At this point, since the subdirectory is available in the web UI Shared Folder dashboard, this subdirectory can be shared via NFS or SMB/CIFS using the web UI. The parent directory will not. Obviously there are ACL, Privileges, etc, but that is another can worm to open.
Creating any directories via CLI will not be visible on the web UI Shared Folders, NFS and SMB/CIFS on the web UI dashboards. But there is an exception, the directory will be available in the Shared Folders when selecting the path. Understanding each method of how to create these directories and their behavior is going to be beneficial for the person who is administering an OMV server to better plan an action approach.

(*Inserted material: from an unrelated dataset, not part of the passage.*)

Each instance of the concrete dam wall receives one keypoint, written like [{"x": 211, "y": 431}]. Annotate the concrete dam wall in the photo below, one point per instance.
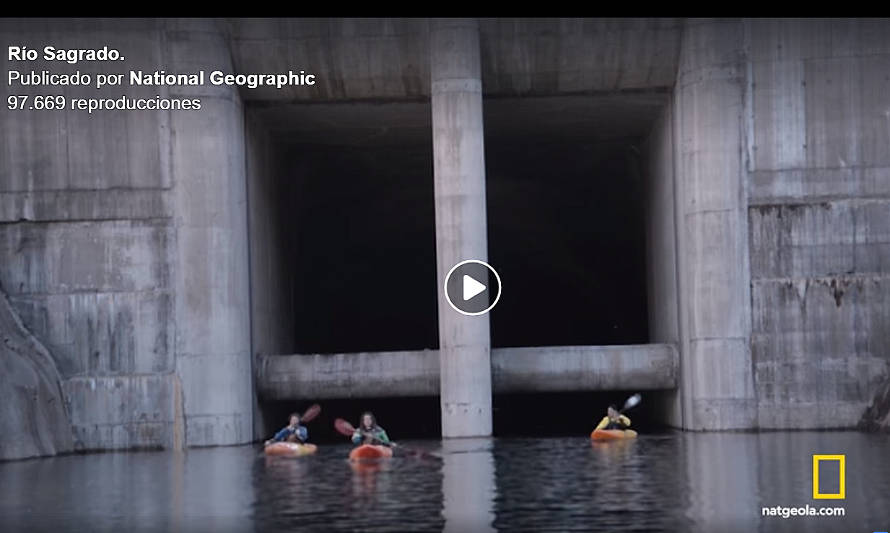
[{"x": 717, "y": 189}]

For me, I will try to stay with the web UI method because it really defeats the purpose of using the NAS distro if I were to use the CLI to do everything. Also, it would get so confusing down the road and I would need to figure out what I did and how I did it. Unless I have something I need to do via the CLI that I cannot do on the web UI, I will stick will web UI to keep things organize managing my NAS server. Otherwise, I would just spin up a Debian Linux and install SnapRAID, MergerFS, NFS and some other stuff.
I hope you will find this informative and if I need to make some corrections, please let me know.
Thank you so much!! This clarifies several things for me. I’m very new to OMV and know nothing about servers. I noticed that although there are lots of tutorials on installing OMV (especially on the Raspberry pi), there are fewer offerings on how to set up and use OMV.